Esa frase, pronunciada con tanta determinación, detuvo a Simon.

—No soy María —repitió ella—. Soy Mara.

Él cerró los ojos y respiró hondo varias veces. Mara notó que los dedos con que le sujetaba el extremo de las braguitas iban aflojándose hasta que soltó la prenda por completo. Los dos seguían de rodillas en el suelo, pero Simon echó la cabeza hacia atrás para poder mirarla.

—No eres María. —Hizo una pausa—. Y a pesar de todo me estabas besando. —No sabía qué era lo que lo molestaba más, que Mara siguiera sin recordar su pasado, o que sin recordarlo estuviera dispuesta a acostarse con él.
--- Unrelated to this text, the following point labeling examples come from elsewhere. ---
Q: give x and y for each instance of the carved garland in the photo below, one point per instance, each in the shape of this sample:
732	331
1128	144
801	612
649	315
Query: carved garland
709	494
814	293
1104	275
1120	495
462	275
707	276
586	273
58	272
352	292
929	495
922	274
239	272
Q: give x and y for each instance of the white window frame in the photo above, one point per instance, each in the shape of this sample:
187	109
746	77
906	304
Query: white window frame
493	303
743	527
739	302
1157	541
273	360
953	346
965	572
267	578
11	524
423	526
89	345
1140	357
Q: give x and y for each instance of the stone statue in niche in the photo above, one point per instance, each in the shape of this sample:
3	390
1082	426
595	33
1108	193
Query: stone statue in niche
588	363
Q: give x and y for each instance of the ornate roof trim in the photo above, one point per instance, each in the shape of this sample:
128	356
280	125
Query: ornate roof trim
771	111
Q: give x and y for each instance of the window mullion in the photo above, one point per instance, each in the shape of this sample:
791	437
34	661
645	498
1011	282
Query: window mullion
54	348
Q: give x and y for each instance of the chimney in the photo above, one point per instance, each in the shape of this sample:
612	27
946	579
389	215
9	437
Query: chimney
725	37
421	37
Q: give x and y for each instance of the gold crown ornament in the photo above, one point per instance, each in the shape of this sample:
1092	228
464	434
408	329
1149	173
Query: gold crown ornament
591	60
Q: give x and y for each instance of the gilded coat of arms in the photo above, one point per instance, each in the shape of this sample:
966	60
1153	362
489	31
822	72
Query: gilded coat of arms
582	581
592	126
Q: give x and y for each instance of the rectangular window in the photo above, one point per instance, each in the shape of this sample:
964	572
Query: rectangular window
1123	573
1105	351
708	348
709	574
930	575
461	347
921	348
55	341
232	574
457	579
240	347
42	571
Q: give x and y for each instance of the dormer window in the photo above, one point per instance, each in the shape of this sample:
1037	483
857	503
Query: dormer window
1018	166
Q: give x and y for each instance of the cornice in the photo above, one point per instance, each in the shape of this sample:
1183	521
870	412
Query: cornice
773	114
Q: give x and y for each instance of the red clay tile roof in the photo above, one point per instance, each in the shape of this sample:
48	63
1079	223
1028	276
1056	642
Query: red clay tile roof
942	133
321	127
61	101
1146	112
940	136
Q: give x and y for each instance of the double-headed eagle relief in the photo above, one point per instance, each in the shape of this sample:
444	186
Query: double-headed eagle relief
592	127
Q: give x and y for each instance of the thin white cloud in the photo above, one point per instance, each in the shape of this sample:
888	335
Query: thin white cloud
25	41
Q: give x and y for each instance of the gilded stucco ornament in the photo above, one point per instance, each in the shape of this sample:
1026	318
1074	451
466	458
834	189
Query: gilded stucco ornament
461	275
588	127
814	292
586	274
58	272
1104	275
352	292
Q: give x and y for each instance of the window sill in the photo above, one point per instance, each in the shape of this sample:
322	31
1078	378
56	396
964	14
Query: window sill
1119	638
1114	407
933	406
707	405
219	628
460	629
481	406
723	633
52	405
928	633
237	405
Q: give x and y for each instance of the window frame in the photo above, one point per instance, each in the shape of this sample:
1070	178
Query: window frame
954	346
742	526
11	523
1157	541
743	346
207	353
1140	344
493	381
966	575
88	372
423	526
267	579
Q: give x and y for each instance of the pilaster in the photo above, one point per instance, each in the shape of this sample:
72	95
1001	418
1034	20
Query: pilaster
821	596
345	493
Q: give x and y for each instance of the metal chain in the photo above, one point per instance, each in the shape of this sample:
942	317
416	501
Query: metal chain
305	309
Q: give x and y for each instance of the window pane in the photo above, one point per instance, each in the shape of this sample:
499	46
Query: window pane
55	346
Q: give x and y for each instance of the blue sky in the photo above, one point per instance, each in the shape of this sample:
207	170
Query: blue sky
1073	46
Simon había estado con demasiadas mujeres que no eran María, y no quería seguir haciéndolo; aunque en esa ocasión el cuerpo fuera el adecuado, quería que el alma también lo fuera—. No eres María y me estabas tocando —le echó en cara ofendido—. Estabas permitiendo que te tocara.

—Yo… —La reacción de él la sorprendió, pero la sorpresa pronto dejó paso al enfado—. Has sido tú el que no ha dejado que me desnudara sola. Y quien me ha arrastrado hasta aquí sin decirme ni una palabra.

Furioso consigo mismo por haber permitido que las cosas llegaran tan lejos, y con ella por haberlo obligado a recordar que todavía no había encontrado a su alma gemela, al menos no del todo, Simon se puso en pie y tiró de Mara para que hiciera lo mismo. Sin decirle una palabra, se acercó la muñeca en la que llevaba la brida a los labios, extendió los colmillos y la rompió.

—¿Qué diablos eres?

Simon cogió la camiseta, echó un rápido vistazo al baño para asegurarse de que sólo había una toalla pequeña, y comprobó que no había ninguna ventana o vía de escape.

—Dúchate.

Le dio la espalda a Mara, que seguía atónita de pie frente a la ducha, y se dirigió hacia la puerta.

—Y en cuanto a qué soy —añadió al girar el picaporte—, cuando recuerdes quién eres tú, te lo contaré. No cierres la puerta.

Se alejó del baño y fue a vestirse. Del petate sacó una muda de ropa interior limpia, una camiseta y un jersey negros, así como unos vaqueros. Se puso los calzoncillos y la camiseta, y el resto lo dejó preparado para el día siguiente. Para Mara eligió la camiseta que le pareció más pequeña, pero en cuanto a los vaqueros y la ropa interior —que jamás lograría olvidar— tendría que ponerse lo mismo. Ya vestido, furioso y todavía excitado, se sentó en la cama. Por todos los dioses, si no llegaba pronto a Vancouver y encontraba el modo de que Mara recordara que era María, terminaría por volverse loco. Y no sólo eso, tenía que averiguar qué diablos hacían aquellos soldados del ejército de las sombras en el local de su antepasado. «Sí, y hallar la manera de que el guardián se calme», pensó al sentir que se le revolvían las entrañas. Los guardianes no se tomaban nada bien que sus almas gemelas los rechazaran.